Closed jayjamba closed 6 years ago
The reference argument on the add method is supposed to be the original reference. A file path in your case. If that is not the case for you, can you please share your config?
I am not using config, but have codified whole config using norconex's api itself. Its that when I am overridding below method @Override public void add(final String reference, final InputStream content, final Properties metadata){ //... }
here actually the reference of inputstream is actually CachedInputStream, how can I catch hold of original file input stream from cached input stream ?
Hi Pascal, did you get what I am saying or do I need to add more specifics ?
The Committer is invoked after a document was parsed and has passed through your Importer handlers. Every time a document is modified, only its latest incarnation is kept. CachedInputStream does not have a reference to the original one. Since you are using the FileSystem Committer, you can use the "reference" argument (which should be a path) to get the original file.
If you do not want a file to be parsed, you can configure the Importer module to not parse certain content types.
You can also set "keepDownloads" to true and add crawler event listener and listen for "DOCUMENT_SAVED" to have a chance to act on it.
Another idea is to write your own Importer handler that will copy the original file to a location of your choice and reference it as a metadata field.
What do you want to do with the original file? Knowing this, maybe I could come up with other suggestions.

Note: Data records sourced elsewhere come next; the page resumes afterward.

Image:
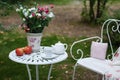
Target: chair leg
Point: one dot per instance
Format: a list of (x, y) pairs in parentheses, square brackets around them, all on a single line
[(74, 71), (50, 72)]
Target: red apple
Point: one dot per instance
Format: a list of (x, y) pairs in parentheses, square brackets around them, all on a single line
[(19, 51), (28, 50)]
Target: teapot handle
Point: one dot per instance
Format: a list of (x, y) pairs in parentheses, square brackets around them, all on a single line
[(66, 46)]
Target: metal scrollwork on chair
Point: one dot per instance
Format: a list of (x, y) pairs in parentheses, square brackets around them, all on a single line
[(109, 27)]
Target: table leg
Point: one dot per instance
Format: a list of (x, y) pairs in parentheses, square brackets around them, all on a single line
[(29, 74), (50, 71), (37, 73)]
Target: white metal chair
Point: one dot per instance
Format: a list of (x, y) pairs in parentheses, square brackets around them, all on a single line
[(97, 65)]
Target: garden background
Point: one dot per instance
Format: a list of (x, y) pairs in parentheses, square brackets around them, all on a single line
[(68, 25)]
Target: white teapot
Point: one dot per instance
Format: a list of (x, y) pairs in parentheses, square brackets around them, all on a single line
[(59, 48)]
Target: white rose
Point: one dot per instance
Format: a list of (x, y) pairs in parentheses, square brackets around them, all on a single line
[(32, 9), (21, 7), (51, 15), (17, 10)]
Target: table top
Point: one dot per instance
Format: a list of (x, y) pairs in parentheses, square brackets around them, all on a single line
[(37, 58)]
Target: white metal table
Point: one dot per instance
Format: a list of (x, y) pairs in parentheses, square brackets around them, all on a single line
[(37, 59)]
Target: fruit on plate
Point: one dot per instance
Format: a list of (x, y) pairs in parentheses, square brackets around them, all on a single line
[(19, 51), (27, 49)]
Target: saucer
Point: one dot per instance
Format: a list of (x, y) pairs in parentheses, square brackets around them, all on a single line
[(48, 57)]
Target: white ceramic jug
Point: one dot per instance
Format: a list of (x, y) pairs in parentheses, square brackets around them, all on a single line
[(59, 48)]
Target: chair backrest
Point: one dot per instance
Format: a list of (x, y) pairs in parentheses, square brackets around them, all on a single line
[(108, 29)]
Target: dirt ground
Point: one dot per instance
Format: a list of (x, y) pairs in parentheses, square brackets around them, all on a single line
[(66, 22)]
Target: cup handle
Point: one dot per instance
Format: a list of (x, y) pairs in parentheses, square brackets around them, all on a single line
[(66, 46)]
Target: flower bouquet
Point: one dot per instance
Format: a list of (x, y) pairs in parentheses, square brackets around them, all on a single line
[(34, 21)]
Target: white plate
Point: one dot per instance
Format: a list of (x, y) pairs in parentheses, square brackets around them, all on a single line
[(48, 57)]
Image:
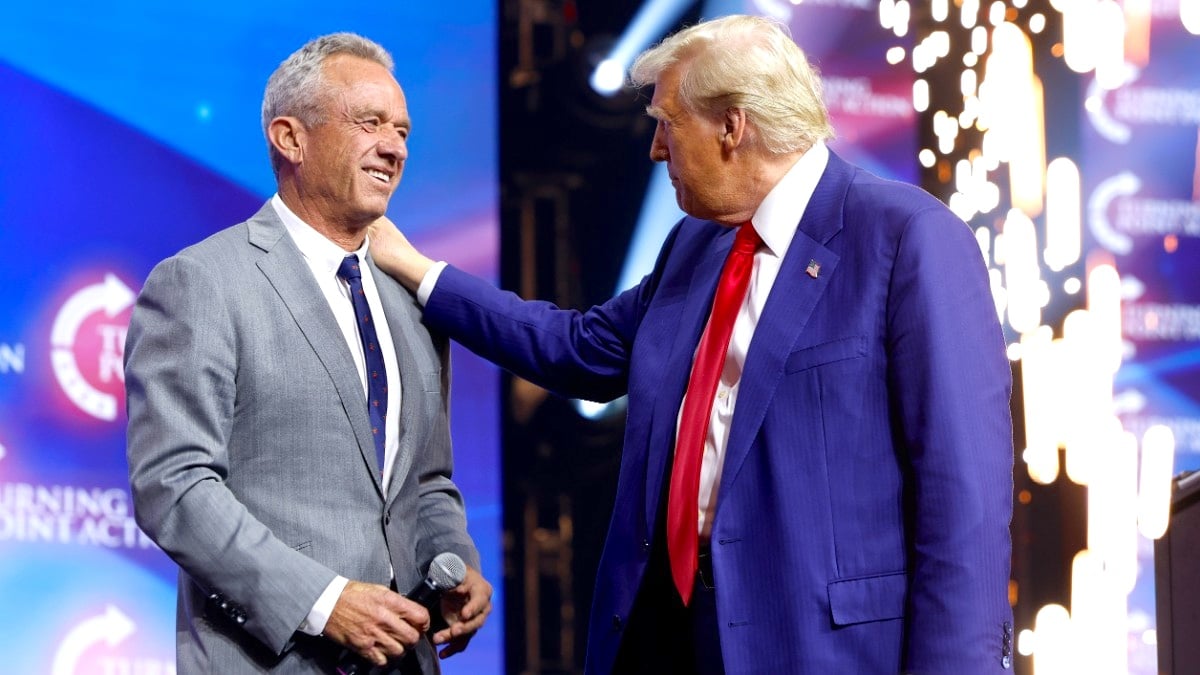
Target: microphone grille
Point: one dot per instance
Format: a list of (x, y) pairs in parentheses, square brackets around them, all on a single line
[(447, 571)]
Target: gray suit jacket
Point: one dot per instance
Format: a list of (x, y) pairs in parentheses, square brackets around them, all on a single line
[(251, 458)]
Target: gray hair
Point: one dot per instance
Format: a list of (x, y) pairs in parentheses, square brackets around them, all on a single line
[(295, 88), (749, 63)]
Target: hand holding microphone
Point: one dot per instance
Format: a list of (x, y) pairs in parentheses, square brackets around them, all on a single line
[(371, 643)]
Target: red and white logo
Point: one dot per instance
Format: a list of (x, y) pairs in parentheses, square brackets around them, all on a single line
[(88, 346)]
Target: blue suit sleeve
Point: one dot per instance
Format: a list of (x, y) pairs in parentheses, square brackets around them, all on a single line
[(951, 386)]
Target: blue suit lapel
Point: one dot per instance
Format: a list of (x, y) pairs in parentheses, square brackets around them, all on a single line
[(691, 322), (786, 314)]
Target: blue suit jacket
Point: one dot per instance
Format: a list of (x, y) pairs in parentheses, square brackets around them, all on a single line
[(864, 507)]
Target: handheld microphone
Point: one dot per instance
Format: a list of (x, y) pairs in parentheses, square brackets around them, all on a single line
[(445, 572)]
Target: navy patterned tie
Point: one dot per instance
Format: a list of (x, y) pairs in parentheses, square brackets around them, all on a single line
[(377, 378)]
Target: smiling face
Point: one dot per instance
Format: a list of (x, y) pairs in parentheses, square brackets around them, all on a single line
[(351, 162), (690, 144)]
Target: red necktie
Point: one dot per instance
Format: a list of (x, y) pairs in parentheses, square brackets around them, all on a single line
[(683, 518)]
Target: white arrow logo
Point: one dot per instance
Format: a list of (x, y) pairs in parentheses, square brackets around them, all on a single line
[(111, 627), (112, 297), (1123, 184)]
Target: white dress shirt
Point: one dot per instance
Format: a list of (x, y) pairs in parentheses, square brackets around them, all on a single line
[(775, 221), (323, 258)]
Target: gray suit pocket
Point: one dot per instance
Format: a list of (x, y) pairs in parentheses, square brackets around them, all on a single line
[(431, 382)]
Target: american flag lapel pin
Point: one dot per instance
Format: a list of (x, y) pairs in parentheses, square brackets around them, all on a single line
[(814, 269)]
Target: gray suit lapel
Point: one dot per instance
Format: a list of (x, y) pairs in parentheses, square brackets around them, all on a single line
[(405, 323), (288, 274)]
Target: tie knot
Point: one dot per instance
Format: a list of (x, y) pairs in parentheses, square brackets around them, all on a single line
[(747, 239), (349, 268)]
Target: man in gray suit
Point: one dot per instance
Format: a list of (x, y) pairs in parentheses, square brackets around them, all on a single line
[(251, 365)]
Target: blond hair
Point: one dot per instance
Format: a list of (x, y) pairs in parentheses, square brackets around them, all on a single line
[(748, 63)]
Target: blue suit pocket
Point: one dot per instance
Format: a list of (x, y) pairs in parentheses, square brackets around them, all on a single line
[(827, 352), (868, 598)]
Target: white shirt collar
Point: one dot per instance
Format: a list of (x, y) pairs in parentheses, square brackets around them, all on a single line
[(315, 246), (780, 211)]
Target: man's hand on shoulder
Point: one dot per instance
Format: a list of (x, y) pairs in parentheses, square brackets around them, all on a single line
[(376, 622), (465, 609), (395, 255)]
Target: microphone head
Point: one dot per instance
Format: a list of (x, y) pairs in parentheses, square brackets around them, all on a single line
[(447, 571)]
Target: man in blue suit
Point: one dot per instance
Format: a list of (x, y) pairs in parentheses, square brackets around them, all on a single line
[(852, 503)]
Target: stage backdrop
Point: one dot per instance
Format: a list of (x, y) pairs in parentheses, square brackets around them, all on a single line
[(130, 131)]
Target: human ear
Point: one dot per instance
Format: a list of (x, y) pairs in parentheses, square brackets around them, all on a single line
[(287, 136), (733, 127)]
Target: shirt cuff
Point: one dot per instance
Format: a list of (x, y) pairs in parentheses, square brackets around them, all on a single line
[(315, 623), (430, 281)]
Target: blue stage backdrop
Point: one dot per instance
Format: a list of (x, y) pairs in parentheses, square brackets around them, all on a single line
[(127, 132)]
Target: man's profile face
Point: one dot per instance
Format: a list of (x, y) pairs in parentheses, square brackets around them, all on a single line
[(353, 159), (690, 144)]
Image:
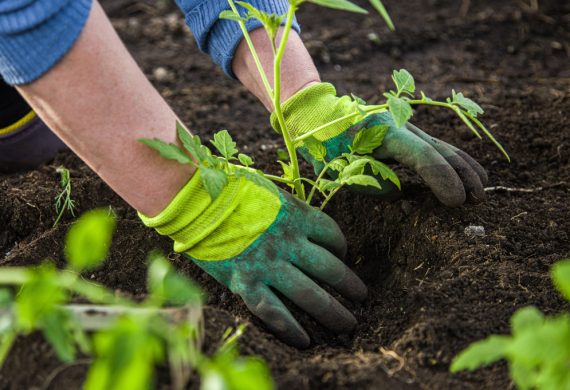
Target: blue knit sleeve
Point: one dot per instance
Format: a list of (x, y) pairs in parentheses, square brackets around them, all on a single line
[(220, 38), (36, 34)]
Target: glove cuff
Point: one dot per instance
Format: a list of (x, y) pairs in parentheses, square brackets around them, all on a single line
[(315, 106), (216, 229)]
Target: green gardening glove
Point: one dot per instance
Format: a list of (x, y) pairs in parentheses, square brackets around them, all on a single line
[(253, 240), (450, 172)]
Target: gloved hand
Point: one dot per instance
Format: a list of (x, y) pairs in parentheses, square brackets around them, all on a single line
[(253, 240), (448, 171)]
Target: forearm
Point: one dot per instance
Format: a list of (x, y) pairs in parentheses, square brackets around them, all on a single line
[(99, 103)]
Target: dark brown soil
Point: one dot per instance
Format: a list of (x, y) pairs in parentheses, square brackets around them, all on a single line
[(433, 290)]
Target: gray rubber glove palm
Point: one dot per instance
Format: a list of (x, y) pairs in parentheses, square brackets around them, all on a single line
[(450, 173), (256, 241)]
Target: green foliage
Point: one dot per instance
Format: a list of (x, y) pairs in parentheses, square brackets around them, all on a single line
[(224, 143), (137, 337), (88, 241), (228, 370), (538, 351), (215, 170), (369, 139), (125, 356), (399, 102), (343, 5), (561, 277), (63, 200)]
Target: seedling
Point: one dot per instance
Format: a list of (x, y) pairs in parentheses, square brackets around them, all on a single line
[(538, 351), (63, 201), (350, 167), (126, 338)]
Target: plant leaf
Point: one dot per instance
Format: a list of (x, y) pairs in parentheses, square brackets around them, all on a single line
[(224, 143), (404, 81), (400, 109), (467, 104), (369, 139), (338, 164), (169, 151), (88, 241), (379, 7), (257, 178), (316, 148), (363, 180), (481, 353), (356, 167), (245, 160), (328, 185), (343, 5), (56, 331), (561, 277), (214, 180)]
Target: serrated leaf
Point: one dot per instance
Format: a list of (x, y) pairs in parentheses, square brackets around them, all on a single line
[(379, 168), (328, 185), (525, 319), (356, 167), (467, 104), (316, 148), (257, 178), (404, 81), (400, 109), (169, 151), (193, 144), (214, 180), (358, 100), (282, 155), (224, 143), (561, 277), (363, 180), (343, 5), (338, 164), (88, 241), (245, 160), (369, 139), (379, 7), (230, 15), (481, 353)]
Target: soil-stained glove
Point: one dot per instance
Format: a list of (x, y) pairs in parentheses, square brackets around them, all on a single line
[(254, 240), (449, 172)]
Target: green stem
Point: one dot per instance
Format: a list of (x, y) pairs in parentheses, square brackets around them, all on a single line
[(329, 197), (252, 51), (319, 178), (299, 188), (278, 179)]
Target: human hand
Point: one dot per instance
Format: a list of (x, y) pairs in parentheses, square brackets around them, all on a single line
[(253, 240), (450, 172)]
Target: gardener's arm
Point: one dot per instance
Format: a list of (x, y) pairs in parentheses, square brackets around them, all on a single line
[(451, 174), (81, 80)]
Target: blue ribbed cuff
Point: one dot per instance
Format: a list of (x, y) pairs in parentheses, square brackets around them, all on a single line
[(32, 41), (220, 38)]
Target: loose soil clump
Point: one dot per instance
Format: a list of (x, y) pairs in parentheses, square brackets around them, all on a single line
[(433, 288)]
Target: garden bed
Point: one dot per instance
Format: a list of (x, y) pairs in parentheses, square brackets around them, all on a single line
[(433, 288)]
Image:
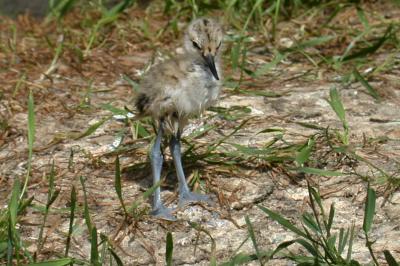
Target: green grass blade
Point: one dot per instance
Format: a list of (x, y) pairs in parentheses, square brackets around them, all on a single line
[(13, 212), (31, 139), (58, 262), (71, 219), (316, 171), (117, 184), (92, 128), (94, 252), (304, 154), (169, 249), (330, 218), (371, 91), (281, 246), (371, 49), (282, 221), (369, 210), (116, 257), (309, 221), (250, 230), (390, 259), (336, 104), (86, 207), (350, 246)]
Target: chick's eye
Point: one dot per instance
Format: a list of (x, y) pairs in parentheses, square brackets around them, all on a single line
[(195, 45)]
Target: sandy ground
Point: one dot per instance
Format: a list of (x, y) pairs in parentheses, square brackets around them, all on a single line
[(65, 105)]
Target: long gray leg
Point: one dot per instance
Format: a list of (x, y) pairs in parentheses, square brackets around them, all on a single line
[(185, 196), (156, 158)]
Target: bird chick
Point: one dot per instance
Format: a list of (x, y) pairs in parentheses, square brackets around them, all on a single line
[(173, 91)]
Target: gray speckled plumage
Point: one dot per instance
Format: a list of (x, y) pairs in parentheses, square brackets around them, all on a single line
[(173, 91), (184, 86)]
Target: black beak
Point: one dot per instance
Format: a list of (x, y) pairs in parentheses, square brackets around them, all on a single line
[(210, 63)]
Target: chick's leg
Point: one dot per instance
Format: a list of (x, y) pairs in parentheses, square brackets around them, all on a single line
[(185, 196), (156, 157)]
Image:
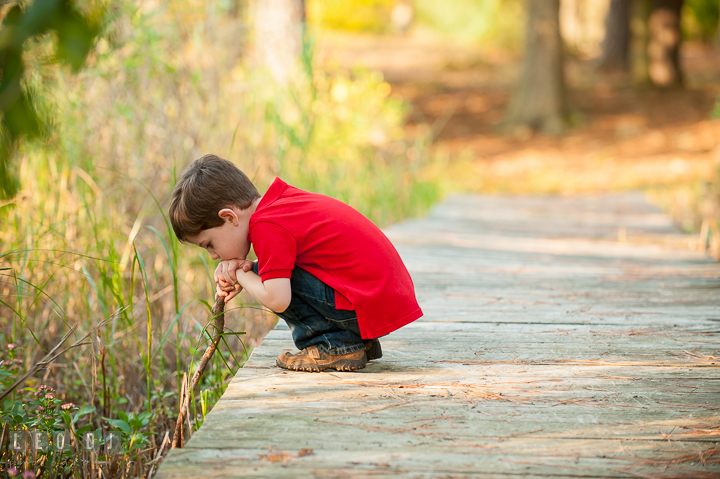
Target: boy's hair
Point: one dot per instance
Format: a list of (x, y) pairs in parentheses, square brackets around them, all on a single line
[(208, 185)]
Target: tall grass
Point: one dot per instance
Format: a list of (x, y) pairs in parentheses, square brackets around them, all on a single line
[(87, 239)]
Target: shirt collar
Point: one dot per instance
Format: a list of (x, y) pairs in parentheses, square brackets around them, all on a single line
[(273, 193)]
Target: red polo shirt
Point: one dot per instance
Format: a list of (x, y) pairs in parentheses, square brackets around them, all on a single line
[(340, 247)]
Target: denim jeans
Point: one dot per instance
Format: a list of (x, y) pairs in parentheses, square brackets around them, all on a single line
[(313, 319)]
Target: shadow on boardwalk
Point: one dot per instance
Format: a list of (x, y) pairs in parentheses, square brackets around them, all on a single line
[(548, 349)]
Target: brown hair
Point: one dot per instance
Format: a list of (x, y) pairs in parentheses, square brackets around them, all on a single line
[(208, 185)]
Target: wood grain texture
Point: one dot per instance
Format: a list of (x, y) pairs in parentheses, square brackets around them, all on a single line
[(548, 349)]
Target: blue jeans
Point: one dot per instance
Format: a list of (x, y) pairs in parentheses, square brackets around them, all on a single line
[(313, 319)]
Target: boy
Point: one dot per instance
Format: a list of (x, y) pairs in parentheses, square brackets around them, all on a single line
[(323, 267)]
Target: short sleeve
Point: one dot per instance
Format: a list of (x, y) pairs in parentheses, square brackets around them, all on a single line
[(276, 249)]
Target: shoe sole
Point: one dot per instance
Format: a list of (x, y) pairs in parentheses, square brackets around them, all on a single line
[(341, 365), (375, 351)]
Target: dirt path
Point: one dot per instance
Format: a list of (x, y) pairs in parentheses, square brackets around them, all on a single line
[(548, 349)]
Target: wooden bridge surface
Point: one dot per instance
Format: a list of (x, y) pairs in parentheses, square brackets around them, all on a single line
[(549, 348)]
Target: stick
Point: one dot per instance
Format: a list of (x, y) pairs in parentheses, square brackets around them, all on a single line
[(218, 312)]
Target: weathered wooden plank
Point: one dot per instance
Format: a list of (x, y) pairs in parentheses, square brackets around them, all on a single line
[(548, 349)]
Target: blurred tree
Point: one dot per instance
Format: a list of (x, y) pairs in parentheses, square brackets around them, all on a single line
[(705, 16), (73, 36), (279, 29), (539, 99), (663, 48), (616, 45)]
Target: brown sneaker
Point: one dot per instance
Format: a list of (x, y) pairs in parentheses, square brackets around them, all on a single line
[(373, 349), (312, 360)]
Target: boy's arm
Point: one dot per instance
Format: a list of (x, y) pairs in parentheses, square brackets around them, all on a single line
[(274, 294)]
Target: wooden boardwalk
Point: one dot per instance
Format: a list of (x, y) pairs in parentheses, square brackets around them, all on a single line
[(549, 348)]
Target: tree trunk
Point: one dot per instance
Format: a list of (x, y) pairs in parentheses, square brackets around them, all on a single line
[(616, 45), (664, 43), (279, 27), (539, 99)]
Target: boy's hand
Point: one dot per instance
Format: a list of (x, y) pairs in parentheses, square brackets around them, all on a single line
[(226, 279)]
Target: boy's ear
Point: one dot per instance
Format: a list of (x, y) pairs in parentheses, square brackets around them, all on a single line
[(229, 215)]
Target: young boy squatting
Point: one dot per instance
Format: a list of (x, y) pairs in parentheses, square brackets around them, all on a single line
[(323, 267)]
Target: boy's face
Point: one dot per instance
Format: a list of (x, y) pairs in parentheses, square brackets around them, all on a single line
[(228, 241)]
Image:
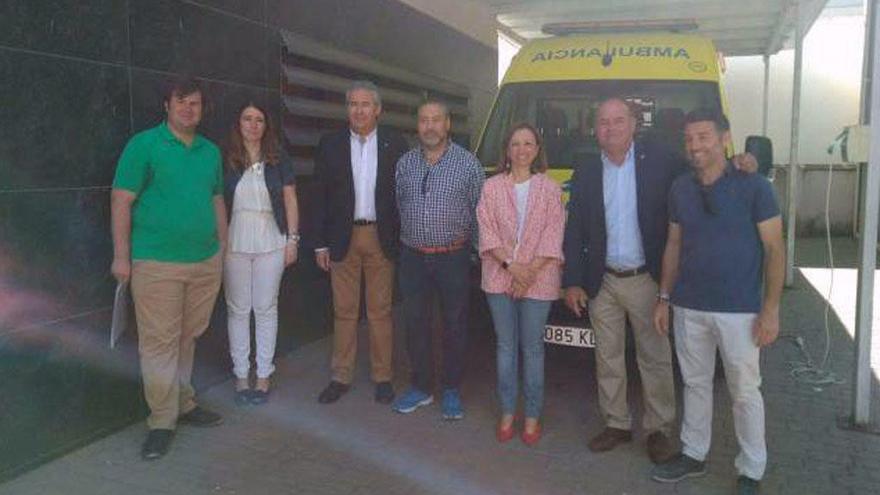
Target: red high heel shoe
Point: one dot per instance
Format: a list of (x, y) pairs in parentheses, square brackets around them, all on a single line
[(531, 439), (504, 434)]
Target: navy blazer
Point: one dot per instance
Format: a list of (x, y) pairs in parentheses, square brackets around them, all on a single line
[(333, 209), (585, 244), (277, 176)]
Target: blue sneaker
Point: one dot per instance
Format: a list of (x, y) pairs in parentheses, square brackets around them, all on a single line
[(451, 407), (411, 400)]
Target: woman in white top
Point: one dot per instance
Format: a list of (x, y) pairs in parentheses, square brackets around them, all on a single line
[(263, 239)]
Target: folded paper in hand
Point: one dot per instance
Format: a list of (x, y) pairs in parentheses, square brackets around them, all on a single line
[(121, 308)]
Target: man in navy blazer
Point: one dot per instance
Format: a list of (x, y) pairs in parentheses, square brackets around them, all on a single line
[(614, 241), (357, 228)]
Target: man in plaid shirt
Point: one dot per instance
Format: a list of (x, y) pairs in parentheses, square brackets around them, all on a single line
[(438, 187)]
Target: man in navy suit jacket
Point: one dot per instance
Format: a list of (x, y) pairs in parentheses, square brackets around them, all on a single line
[(614, 241), (357, 227)]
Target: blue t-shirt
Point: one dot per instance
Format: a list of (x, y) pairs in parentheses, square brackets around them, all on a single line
[(721, 263)]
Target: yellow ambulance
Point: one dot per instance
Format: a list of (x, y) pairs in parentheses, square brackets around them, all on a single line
[(556, 84)]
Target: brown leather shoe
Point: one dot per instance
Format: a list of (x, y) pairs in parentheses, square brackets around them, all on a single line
[(660, 447), (609, 438)]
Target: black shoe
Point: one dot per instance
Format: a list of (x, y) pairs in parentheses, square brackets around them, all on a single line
[(680, 467), (200, 417), (384, 393), (259, 397), (747, 486), (243, 397), (332, 393), (156, 445)]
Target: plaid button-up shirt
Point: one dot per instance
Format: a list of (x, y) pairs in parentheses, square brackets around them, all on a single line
[(437, 203)]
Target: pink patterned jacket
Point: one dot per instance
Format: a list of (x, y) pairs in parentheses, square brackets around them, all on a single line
[(542, 233)]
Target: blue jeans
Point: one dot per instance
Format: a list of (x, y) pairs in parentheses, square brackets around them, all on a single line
[(519, 324), (420, 276)]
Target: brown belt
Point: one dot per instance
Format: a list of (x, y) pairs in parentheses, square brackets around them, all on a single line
[(627, 273), (455, 246)]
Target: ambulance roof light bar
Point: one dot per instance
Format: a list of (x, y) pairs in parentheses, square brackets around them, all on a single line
[(610, 27)]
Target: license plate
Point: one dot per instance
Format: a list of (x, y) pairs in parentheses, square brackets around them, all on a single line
[(573, 336)]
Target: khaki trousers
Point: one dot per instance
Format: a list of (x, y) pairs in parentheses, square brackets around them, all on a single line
[(364, 256), (632, 298), (173, 305)]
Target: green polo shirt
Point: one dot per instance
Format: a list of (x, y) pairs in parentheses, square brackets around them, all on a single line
[(172, 217)]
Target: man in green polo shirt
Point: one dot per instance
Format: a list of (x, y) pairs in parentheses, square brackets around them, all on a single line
[(169, 228)]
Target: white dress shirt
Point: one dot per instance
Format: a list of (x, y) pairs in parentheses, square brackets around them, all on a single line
[(252, 229), (364, 161), (624, 239)]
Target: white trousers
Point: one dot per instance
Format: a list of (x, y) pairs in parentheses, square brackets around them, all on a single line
[(251, 282), (697, 335)]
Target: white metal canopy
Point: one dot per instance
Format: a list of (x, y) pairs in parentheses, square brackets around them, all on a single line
[(738, 27)]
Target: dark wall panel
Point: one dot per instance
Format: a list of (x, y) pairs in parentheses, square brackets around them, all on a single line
[(93, 29), (395, 34), (173, 36), (78, 78), (64, 121)]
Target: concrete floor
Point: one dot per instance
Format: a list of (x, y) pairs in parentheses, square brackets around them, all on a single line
[(295, 445)]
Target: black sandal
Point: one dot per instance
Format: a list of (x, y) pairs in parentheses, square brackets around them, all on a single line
[(259, 397), (243, 397)]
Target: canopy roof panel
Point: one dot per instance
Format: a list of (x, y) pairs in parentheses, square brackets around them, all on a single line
[(741, 27)]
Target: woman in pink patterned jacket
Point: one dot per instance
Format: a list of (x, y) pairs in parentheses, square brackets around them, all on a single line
[(521, 221)]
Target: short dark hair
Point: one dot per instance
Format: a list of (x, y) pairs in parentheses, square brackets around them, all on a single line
[(705, 114), (182, 86), (617, 97), (435, 101), (539, 166)]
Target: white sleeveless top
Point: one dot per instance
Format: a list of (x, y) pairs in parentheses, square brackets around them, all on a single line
[(253, 229)]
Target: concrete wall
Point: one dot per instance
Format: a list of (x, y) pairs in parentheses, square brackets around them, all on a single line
[(811, 206), (79, 78), (832, 59), (832, 65)]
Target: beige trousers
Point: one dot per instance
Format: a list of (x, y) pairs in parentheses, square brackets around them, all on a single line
[(364, 256), (631, 298), (173, 305)]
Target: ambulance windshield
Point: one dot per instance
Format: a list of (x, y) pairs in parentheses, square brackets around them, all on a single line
[(563, 112)]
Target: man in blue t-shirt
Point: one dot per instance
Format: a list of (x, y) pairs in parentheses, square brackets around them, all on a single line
[(724, 246)]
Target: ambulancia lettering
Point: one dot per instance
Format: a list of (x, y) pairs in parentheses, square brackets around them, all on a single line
[(640, 51)]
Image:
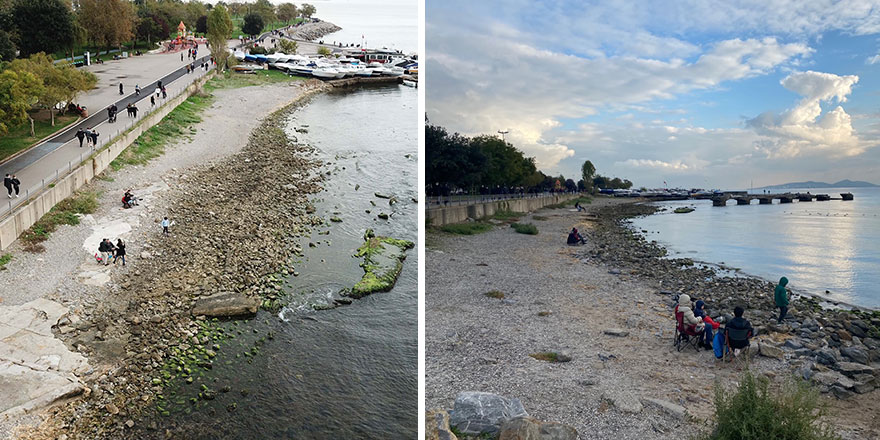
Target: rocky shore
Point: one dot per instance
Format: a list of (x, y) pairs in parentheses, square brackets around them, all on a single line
[(582, 336), (313, 30), (236, 226)]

Well, I want to create snapshot of the original file(1st page of it) for which I need original file. I tried using reference variable but it contains smb in the path so the following doesn't works in add method of committer InputStream fileInputStream = new FileInputStream(new File(reference)); It says file not found exception, coz the reference is like "smb://localhost/..."
How about the other options I proposed? You can create your own IDocumentTagger as a pre-parse handler that does what you want and store the first page in a document field (or the reference to where you created it).
Hi, Yes creating my own IDocumentTagger as a pre-parse handler helped, coz there I was able to get the hold of original input stream to create snapshot. Thanks a ton !
Glad you made it work! Thanks for the update.
Hi, If I need reference of original input file in my own committer, how can I get that ? Coz the add method contains reference of inputstream after tika extraction. What I want is original input file which was used as an input to tika.